O ile w Krakowie kilka razy byłem i miasto jak miasto, ma swoje zabytki. Której wydają się jednak dość biedne i jakby zaniedbane. Zresztą o mało co bym zginął w tym mieście. To na południe od linii Katowice-Kraków-Tarnów wybrałem się kilka razy pod przymusem i o te kilka razy za dużo.
@@adammehring7542 skupiłem się na współczesnej granicy województwa. Mam wiedzę o zasięgu krainy geograficznej Małopolski ale mój komentarz nawiązałem do przebywania w Małopolsce jako regionie Polski południowej. Gdy pojedziemy w góry to zawsze mamy większe prawdopodobieństwo na przeżycie nieprzewidywalnej pogody niż na nizinach. Co do Sosnowca jako miasta, w którym mieszkałem to muszę powiedzieć że niby to Zagłębie Dąbrowskie ale jednak wielu ludzi utożsamia się z województwem Śląskim i jest z tego powodu bardzo zadowolona. Jest jak jest ale mimo wszystko skąd by kto nie pochodził to pogoda a zwłaszcza burza są w górach jakichkolwiek bardzo niebezpieczna i myślę że tutaj się zgadzamy :-)
Jak jest burza to wszystkie sprzety rtv trzeba wylanczyc telewizor, radio a nawet prad a telefon wylaczyc i wyjac baterie i zapalona gromnice postawic na parapecie. Tak przetrwasz burze.
No troszkę namotałeś. Piorun nie szuka najkrotszej drogi tylko najłatwiejszej. Piorun nie zawsze uderza w najwyższy punkt. Krzyż na giewoncie nie działa jak piorunochron ponieważ skała w której jest umocowany nie funkcjonuje jak ziemia. Po uderzeniu w krzyż piorun szuka kolejnych przewodników, mogą to byc łańcuchy, woda spływająca po skałach. Piorun niestety jakby spływa po skałach ponieważ przewodnictwo skał jest kiepskie. Warto to wiedzieć... Poza tym film bardzo dobry i wartościowy.
Nie chciałem się zagłębiać w fizykę uderzenia pioruna (szczególnie że Nauka. To lubię zrobiła dokładny film na ten temat). Chciałem dotrzeć do ludzi prostym językiem - moim celem było uświadomić choć kilka osób na temat bezpieczeństwa w górach. Stąd pewne uproszczenia.

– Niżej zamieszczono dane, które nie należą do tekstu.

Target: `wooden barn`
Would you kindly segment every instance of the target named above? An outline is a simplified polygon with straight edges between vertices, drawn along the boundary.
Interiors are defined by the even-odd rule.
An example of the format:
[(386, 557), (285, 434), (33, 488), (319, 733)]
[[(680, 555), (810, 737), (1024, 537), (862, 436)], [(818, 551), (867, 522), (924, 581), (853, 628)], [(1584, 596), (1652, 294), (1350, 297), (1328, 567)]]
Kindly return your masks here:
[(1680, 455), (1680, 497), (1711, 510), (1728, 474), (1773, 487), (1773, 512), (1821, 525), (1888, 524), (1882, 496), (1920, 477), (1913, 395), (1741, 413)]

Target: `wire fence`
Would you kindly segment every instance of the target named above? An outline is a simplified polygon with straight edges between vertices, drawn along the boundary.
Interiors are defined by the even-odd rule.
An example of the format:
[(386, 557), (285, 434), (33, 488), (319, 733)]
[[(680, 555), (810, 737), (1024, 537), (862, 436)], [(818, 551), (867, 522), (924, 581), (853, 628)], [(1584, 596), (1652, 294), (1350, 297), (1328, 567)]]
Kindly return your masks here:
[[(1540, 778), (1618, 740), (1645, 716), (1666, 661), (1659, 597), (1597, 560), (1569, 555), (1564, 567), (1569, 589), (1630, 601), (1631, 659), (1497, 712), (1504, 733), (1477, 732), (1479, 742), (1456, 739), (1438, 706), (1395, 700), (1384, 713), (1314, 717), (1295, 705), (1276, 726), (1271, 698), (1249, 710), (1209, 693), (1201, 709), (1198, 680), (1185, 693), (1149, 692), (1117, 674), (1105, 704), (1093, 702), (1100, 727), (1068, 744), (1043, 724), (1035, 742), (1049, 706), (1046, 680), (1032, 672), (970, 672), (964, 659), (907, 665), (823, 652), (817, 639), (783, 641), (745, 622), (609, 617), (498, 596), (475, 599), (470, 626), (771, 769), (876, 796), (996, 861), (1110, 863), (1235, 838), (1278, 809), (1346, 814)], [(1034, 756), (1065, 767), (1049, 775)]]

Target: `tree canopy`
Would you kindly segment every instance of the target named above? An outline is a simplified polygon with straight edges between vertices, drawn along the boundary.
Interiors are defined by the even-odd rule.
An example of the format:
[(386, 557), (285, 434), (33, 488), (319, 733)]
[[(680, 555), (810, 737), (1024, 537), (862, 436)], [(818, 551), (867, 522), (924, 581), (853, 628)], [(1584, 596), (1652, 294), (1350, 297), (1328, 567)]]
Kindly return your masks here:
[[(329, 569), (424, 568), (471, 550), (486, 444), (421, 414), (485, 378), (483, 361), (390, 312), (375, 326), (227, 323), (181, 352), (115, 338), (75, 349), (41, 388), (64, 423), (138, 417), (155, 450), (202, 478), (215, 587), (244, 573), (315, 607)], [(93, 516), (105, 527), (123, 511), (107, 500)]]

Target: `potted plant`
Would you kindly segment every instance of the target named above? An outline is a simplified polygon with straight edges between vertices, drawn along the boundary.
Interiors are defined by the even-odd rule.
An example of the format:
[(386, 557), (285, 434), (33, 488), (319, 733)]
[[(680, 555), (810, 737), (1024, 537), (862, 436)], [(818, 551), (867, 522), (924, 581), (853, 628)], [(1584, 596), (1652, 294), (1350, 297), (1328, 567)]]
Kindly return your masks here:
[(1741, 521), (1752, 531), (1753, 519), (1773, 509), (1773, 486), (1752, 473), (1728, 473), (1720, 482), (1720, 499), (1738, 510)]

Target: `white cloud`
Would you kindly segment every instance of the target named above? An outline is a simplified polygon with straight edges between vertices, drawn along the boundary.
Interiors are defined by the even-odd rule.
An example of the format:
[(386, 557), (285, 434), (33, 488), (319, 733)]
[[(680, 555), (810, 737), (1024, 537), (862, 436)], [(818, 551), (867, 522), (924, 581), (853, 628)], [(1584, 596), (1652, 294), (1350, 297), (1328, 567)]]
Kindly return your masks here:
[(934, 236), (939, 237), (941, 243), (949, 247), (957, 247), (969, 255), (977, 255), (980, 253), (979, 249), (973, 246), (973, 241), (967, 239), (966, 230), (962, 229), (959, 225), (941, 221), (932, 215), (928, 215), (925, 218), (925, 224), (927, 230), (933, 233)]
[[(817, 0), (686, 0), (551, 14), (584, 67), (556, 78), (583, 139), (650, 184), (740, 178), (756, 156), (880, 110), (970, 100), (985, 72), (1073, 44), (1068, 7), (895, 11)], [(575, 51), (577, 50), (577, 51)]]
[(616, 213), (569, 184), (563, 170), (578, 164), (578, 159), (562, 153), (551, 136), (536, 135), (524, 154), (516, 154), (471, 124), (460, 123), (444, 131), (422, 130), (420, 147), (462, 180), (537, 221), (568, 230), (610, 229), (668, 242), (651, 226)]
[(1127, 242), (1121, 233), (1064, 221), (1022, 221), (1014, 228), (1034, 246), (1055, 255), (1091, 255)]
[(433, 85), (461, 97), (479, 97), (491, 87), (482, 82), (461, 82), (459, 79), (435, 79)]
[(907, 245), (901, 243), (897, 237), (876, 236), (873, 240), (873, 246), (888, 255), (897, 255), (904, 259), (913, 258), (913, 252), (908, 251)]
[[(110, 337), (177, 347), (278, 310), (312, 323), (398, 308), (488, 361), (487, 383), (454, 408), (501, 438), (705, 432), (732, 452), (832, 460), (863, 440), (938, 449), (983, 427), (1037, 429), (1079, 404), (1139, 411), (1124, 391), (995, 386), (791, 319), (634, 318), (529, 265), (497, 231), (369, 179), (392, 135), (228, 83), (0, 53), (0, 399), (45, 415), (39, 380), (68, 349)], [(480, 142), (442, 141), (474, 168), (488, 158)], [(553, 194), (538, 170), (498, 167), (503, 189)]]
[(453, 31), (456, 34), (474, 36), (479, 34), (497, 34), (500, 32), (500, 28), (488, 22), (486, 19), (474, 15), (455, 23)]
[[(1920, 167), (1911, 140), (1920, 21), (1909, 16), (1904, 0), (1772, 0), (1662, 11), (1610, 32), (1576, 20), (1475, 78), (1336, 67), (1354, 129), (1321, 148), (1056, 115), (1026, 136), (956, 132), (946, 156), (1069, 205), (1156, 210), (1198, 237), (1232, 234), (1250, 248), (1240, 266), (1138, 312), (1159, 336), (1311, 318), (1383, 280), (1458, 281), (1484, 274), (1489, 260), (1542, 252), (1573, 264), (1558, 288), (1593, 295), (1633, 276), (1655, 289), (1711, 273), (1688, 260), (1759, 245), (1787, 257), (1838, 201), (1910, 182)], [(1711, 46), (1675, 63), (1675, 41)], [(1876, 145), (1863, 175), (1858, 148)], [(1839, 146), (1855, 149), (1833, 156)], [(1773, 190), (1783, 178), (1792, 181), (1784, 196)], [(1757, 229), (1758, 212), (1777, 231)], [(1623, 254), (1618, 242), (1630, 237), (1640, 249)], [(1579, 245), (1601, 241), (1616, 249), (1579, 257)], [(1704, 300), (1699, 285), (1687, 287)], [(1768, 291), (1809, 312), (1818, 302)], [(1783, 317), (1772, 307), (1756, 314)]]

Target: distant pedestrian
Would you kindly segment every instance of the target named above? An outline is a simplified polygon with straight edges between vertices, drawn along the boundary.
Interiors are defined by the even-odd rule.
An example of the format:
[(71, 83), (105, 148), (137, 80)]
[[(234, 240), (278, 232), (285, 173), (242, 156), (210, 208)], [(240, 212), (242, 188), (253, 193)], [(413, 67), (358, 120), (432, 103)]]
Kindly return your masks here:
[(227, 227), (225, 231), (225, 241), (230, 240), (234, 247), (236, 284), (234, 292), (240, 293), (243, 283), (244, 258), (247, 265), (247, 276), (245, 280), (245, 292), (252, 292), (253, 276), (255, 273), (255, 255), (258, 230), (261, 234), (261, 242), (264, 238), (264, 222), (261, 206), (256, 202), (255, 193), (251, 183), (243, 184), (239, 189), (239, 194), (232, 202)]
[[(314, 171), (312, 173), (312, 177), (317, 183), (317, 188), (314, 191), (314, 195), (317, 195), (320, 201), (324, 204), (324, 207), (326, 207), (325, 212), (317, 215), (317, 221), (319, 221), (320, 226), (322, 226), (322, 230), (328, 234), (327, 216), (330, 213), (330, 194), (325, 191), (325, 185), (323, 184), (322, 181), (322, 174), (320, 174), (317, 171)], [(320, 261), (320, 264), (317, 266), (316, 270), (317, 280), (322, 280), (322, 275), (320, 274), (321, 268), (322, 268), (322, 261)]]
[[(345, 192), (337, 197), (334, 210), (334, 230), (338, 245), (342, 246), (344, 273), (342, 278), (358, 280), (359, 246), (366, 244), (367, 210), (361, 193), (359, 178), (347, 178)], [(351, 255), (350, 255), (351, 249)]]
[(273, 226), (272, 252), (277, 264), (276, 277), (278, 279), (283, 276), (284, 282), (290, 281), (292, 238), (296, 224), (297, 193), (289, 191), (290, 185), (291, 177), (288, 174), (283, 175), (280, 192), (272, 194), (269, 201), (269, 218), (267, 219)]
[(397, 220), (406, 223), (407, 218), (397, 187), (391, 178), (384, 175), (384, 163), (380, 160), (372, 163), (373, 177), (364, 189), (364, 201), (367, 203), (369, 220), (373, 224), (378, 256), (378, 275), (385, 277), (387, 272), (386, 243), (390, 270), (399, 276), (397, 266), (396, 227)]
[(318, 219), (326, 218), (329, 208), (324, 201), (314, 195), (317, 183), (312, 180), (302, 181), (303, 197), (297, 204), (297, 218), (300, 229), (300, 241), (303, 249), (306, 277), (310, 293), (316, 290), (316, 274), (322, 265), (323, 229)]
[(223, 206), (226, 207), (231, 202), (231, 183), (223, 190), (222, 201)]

selekcja naturalna tyle w temacie
Robisz dobra robotę !
'Piorun zawsze wybiera najkrótszą drogę' Dla pioruna najkrótsza droga ma zupełnie inne znaczenie niż dla człowieka. Dla nas najkrótsza droga to taka w której musimy pokonać najmniejszą odległość. 5:23 Nie jest to prawda że uderzy w najwyższy punkt, dlatego tak jak sam wspomniałeś nie możemy z prawdopodobieństwem równym 1 przewidzieć gdzie uderzy. Nie zapominajmy też że człowiek to załóżmy te max 2m, gdzie tu sens porównania do krzyża który jest kilka razy wyższy. 1:49 Już chyba nie zabija w ten sam sposób co kiedyś (może są jakieś pojedyncze przypadki) nie zapominajmy że krzyż służy do egzekucji skazańca.
Osobiscie to przykro mi, ze komus trzeba to tlumaczyc. Juz czasem i w podstawowce dzieciaki mialy podstawowe informacje tego typu. Jak zwykle wyjasnienie 10/10 tylko wlasnie szkoda, ze potrzebne (szczegolnie z tym ,,magicznym krzyzem"). Poglady polityczne rowniez bardzo szanuje ;) Pozdro ^^
A ja mam pytanie odnośnie samych burz - byliście kiedyś wiadkiem burzy rano? Bo próbuję sobie przypomnieć i chyba nigdy nie widziałem burzy w godzinie 7/8. Ma to jakieś naukowe wyjaśnienie?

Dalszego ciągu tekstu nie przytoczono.